A variety of methods have been applied to the study of genotypic and phenotypic polymorphism in Cryptosporidium parvum. Results from these studies have consistently shown the existence of different genotypes and phenotypes within the species. A long-term goal of this work is the identification of markers for virulence in humans and animals and the elucidation of transmission cycles of C. parvum. Achievement of these goals will depend on the identification of highly polymorphic loci. Of particular interest are polymorphisms amenable to typing by polymerase chain reaction (PCR), as C. parvum cannot be expanded in vitro. Fingerprinting of isolates by restriction of PCR fragments or allele-specific PCR has given promising results. As originally observed by isoenzyme analysis, genetic fingerprinting has confirmed the occurrence in humans of unique C. parvum genotypes which are not found among calf isolates.
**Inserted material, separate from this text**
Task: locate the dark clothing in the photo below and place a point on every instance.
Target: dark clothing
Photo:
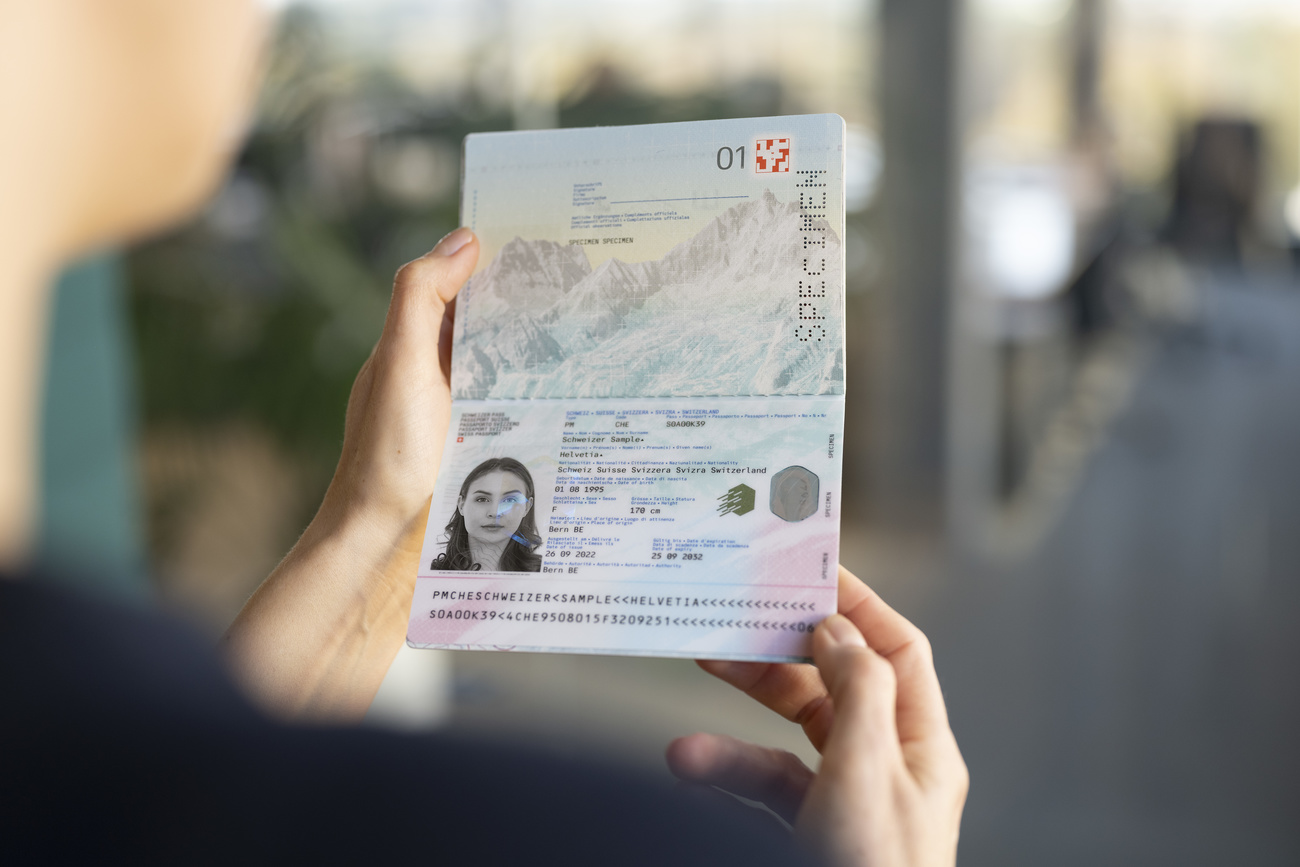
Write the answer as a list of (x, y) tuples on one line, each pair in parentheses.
[(121, 736)]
This observation remains to be reconciled with the cross-infectivity of C. parvum to ruminant and nonruminant hosts and the important role that bovines play in the epidemiology of C. parvum and human cryptosporidiosis. Although PCR detection of C. parvum DNA from individual oocysts has been reported, the sensitivity of PCR detection when working with environmental or fecal samples is significantly reduced. Therefore, PCR is currently not used for routine diagnosis or environmental monitoring for C. parvum. Inhibitors present in environmental samples, mainly in water and soil, which can negatively affect PCR recoveries, have been identified, and several methods have been proposed to circumvent these problems. The further refinement of detection and genetic fingerprinting protocols will provide essential tools for indentifying environmental sources of oocysts and elucidating transmission cycles.